Rep. Bob Thorpe, R-Flagstaff, contends the U.S. Fish and Wildlife Service responds too slowly to requests for reimbursement — if it responds at all.
He said the only way cattle owners are going to get justice is to force the federal government to put up a $500,000 cash bond and then let the state Department of Game and Fish decide which ranchers are eligible.
Thorpe said the issue has taken on importance amid efforts to reintroduce the Mexican gray wolf to Arizona and New Mexico — and a decision to permit them to range all the way from Interstate 10 into the edges of Tucson and Phoenix, and as far north as Interstate 40, ending the practice of recapturing any wolves and returning them to the small release zone in the mountains along the Arizona-New Mexico border.
Thorpe said there was a “commitment” to the ranching community to reimburse them for animals lost to the wolves. But he said the federal government is not living up to its end of the bargain in recognizing wolf-caused depredation and reimbursing the ranchers.
But Sherry Barrett, the Mexican wolf recovery coordinator for the two-state region, said there’s no basis for what Thorpe wants. She said there already is an adequate procedure set up to review claims, including a panel that includes ranchers.
Thorpe is not alone in wanting new ways for ranchers to deal with wolves.
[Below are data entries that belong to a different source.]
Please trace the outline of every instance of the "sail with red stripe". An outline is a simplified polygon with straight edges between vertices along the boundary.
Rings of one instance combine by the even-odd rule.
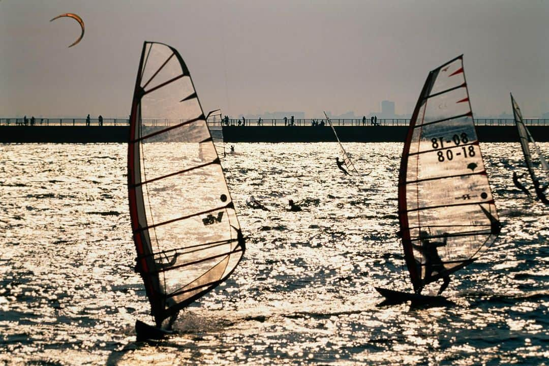
[[[149,119],[162,126],[145,125]],[[244,251],[188,69],[162,43],[143,44],[130,115],[128,190],[136,269],[160,326],[223,281]]]
[[[206,121],[208,122],[208,128],[210,128],[210,133],[214,141],[214,145],[215,147],[216,151],[217,151],[217,156],[221,159],[227,155],[225,153],[225,144],[223,140],[222,120],[221,109],[210,111],[206,115]],[[216,125],[217,122],[219,124]]]
[[[332,127],[332,131],[334,132],[334,134],[335,135],[335,138],[338,140],[338,144],[339,144],[339,151],[341,154],[341,156],[343,157],[343,162],[345,163],[345,166],[347,167],[347,170],[352,173],[358,173],[358,171],[355,167],[355,165],[352,164],[352,161],[351,160],[351,157],[347,154],[347,151],[345,150],[343,148],[343,145],[341,145],[341,141],[339,140],[339,138],[338,137],[337,132],[335,132],[335,128],[334,127],[334,125],[332,124],[332,120],[330,120],[328,115],[326,112],[324,112],[324,115],[326,117],[326,120],[328,121],[328,123],[329,123],[330,127]]]
[[[400,234],[414,290],[478,258],[500,232],[460,56],[429,72],[399,177]]]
Sen. Gail Griffin, R-Hereford, has introduced legislation saying state Game and Fish employees are not liable for federal penalties for killing a wolf “that has been documented or caught in the act of killing livestock.”
Her measure also adds wolves to the list of animals that can be killed to protect private property, a list that now includes bears and lions, and seeks protection from federal prosecution for ranchers who exercise that authority.
Chris Tincher, spokeswoman for Fish and Wildlife, said she cannot comment on pending legislation. But Tincher said while her agency would consult with Game and Fish about any wolf kill, final decision on federal action against anyone would come through her agency and federal prosecutors.
Thorpe said his measure responds to what he said have been “quite a few complaints” from ranchers about losses in the two decades of the wolf reintroduction program.
The first-term legislator conceded he has no firsthand knowledge of unreimbursed ranchers, but is relying on what one person told him about “one of his ranching buddies’” efforts to be paid for dead cattle.
“Each time, U.S. Fish and Wildlife, they would come back with, ‘Well, you need to give us more proof,’” Thorpe said.
“So he brought them a photograph of a wolf pulling away a calf,” Thorpe said, with the calf’s head in the wolf’s mouth.
“They replied, ‘Well you need to show us more proof,’” the lawmaker said. “That got me very concerned.”
Barrett said she had never seen any such picture and is in a position to know about it.
Even if there were such a photo, she said, that is hardly the proof that’s required that the wolf killed the calf.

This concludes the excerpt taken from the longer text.